The media lauded Obama for his compassion and caring, drawing numerous invidious distinctions between him and former president George W. Bush whose response to hurricane Katrina in 2005 struck many as insensitive.

After Sandy hit Mitt Romney never had a chance. He appeared at food banks but looking like a psychological healer isn’t his forte. You get the distinct impression that talking about his empathy for other people makes Romney uncomfortable.

Romney’s whole image was based on his ability to manage corporations, governments, and Olympic games. In a race reduced to compassion, Romney’s experience and stand on the issues were useless.

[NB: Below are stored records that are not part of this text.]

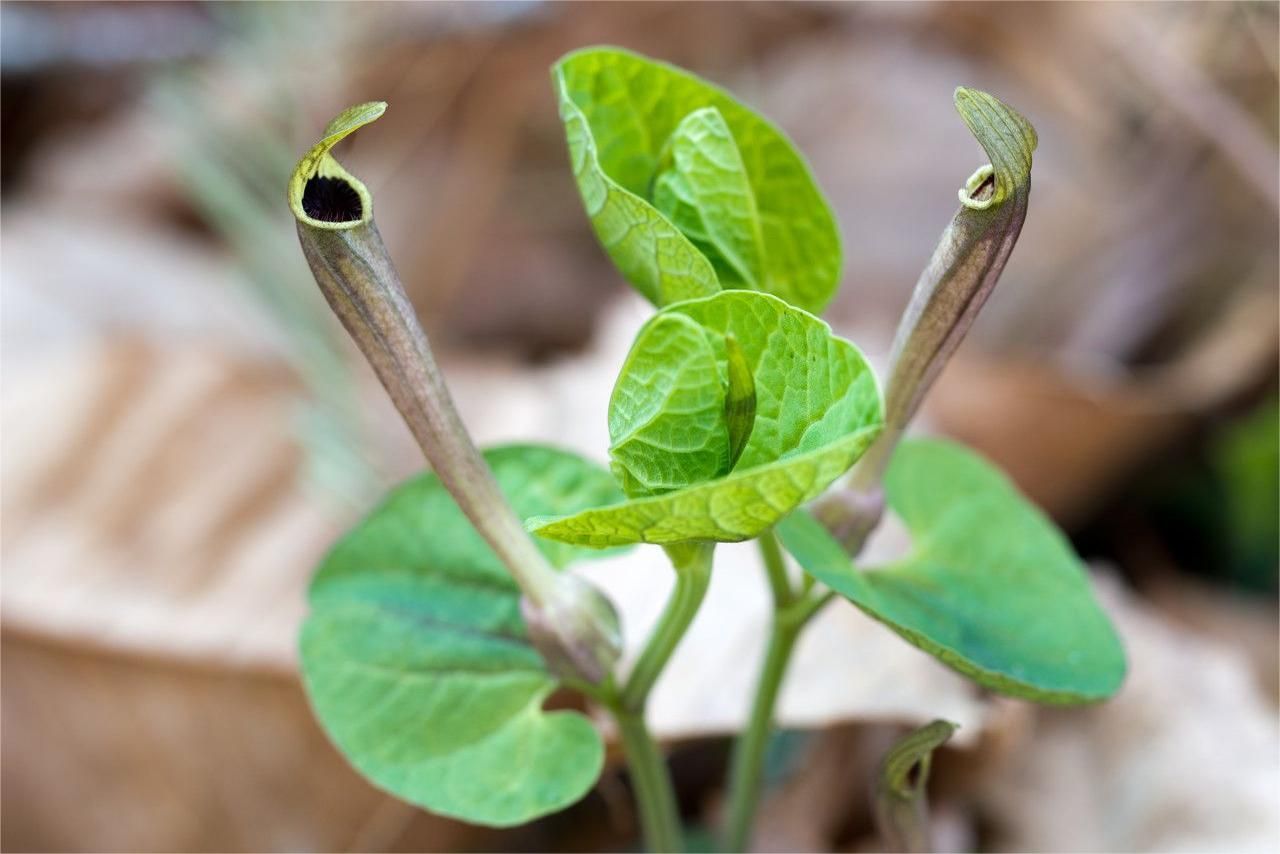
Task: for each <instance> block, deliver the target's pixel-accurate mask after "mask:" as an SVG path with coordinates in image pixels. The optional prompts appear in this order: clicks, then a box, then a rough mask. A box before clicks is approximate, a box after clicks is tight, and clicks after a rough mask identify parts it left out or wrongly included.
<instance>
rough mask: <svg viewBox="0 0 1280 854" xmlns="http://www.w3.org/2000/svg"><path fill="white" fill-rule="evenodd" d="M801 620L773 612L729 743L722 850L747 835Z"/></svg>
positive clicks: (737, 850) (744, 838)
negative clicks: (761, 662) (751, 683)
mask: <svg viewBox="0 0 1280 854" xmlns="http://www.w3.org/2000/svg"><path fill="white" fill-rule="evenodd" d="M803 627H804V624H803V622H797V624H791V622H788V621H783V620H782V618H781V612H780V613H777V615H776V616H774V620H773V631H772V632H771V634H769V647H768V649H767V650H765V653H764V666H763V667H762V668H760V677H759V681H758V682H756V688H755V700H754V702H753V704H751V718H750V721H749V722H748V725H746V729H745V730H744V731H742V734H741V735H739V737H737V741H735V744H733V755H732V759H731V762H730V782H728V814H727V819H726V832H724V850H727V851H744V850H746V845H748V842H749V841H750V836H751V819H753V818H754V817H755V807H756V803H758V802H759V799H760V781H762V778H763V776H764V748H765V746H767V745H768V741H769V732H771V730H772V727H773V708H774V705H776V704H777V699H778V691H780V689H781V688H782V676H783V673H786V671H787V663H788V661H790V659H791V650H792V649H794V648H795V641H796V638H797V636H799V635H800V629H803Z"/></svg>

Obama’s team on the other hand has always depicted him as a figure of hope and healing, a spiritual symbol of a future in which a polarized nation becomes one.

In 2012 the strategy worked. A CBS exit poll found that over 40 per cent of voters cited Obama’s handling of the Sandy situation as either “important” or the decisive factor in their decision.

Unabashed Obama fan Chris Matthews of MSNBC admitted on election night that “I’m so glad we had that storm last week.” In the face of howls of protests, he hastily added “not in terms of hurting people.” The storm was “good politics.” And he was right. Obama and the Democrats couldn’t have been happier.

I’m not blaming Obama for playing the compassion card. He’s good at it. His campaign was smart enough to exploit a situation for votes. What other candidate running for office wouldn’t do the same thing?

And it’s not that compassion first reared its head in 2012 or that Obama is the first elected official in history to use it to his or her advantage. From George H.W. Bush’s “Thousand points of light” in 1988, to Bill Clinton’s “I feel your pain,” to George W. Bush’s “compassionate conservatism” in 2000, appeals to feelings have played big roles in previous elections.

But the combination of Sandy and the 2012 election may be the most graphic example of how a political contest can turn so decisively due to a candidate’s ability to project a caring image. 2012 was supposed to be about jobs and the financial future of the country, like 1992 when Bill Clinton’s team rallied around the message “it’s the economy, stupid.”

In future a better phrase to describe US politics is “it’s the psyche, stupid.”